I no longer do Christmas, so I no longer do Advent.
This year, however, it does not mean I’m not opening little windows every night to expose what’s behind them. It is a calendar of sorts. It comes in the form of blister packs. Twenty-eight days to mark off until the Winter Solstice. Twenty-eight days until I am free of the anti-depressants I’ve been taking for the past three years and nine months.
I began the journey off of them just days after the Autumnal Equinox. It did not register at the time that it meant I’d be taking the last one on the eve of the Solstice. The timing may seem a coincidence, but I prefer to see it as a co-incidence. Not a random series of events, but one with more intention behind it. More power to assist me on the journey to be ‘drug free’.
I could undertake this step, and knew I would do, once I was granted Indefinite Leave to Remain the UK. It also came soon after the Decree Absolute from my second marriage came through.

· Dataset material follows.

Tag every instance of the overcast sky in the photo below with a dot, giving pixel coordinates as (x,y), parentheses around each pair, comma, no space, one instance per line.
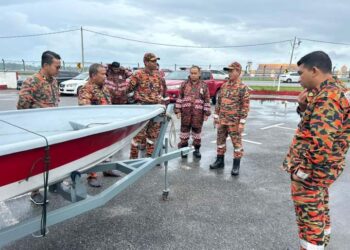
(181,22)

Both of these pieces of paper gave me freedom. Freedom of soul, energy, mind and body. That they arrived within weeks of each other . . . hmmmm . . . another coincidence? I think and believe not.
In any case, I am taking the journey to liberation from the tablets with deliberation and intention. I have always thanked them for enabling me to make the passage through some very difficult and challenging years and circumstances. I worked with them and they worked for me. Now that I no longer need them I am working with them be released from their hold on my body and mind. Over the course of the 45 months I was on them the dosage was gradually increased under the supervision of my GP, as my body seemed to have gotten used to the amount of drug and needed more to maintain the same level of functioning. The dose was doubled twice; and again under a different GP’s supervision over the past three months the dose has been halved gradually to the original amount of medication. There is no going off such powerful drugs cold tofu.
I realise that the journey of liberation I am making has not worked for everyone. For some it is just not possible to completely be removed from the medication and function. We are all different. Some who have had terrible withdrawal symptoms and say that if they’d known it was so hard to go off them, they’d never taken them in the first place. It depends on the person. It depends on the prescription given.
These last eleven days I approach with gratitude. I am thankful that the medication worked for me and did what I needed it to do at the time I needed the support. I am equally grateful that I am able to cease it now that I no longer need that support.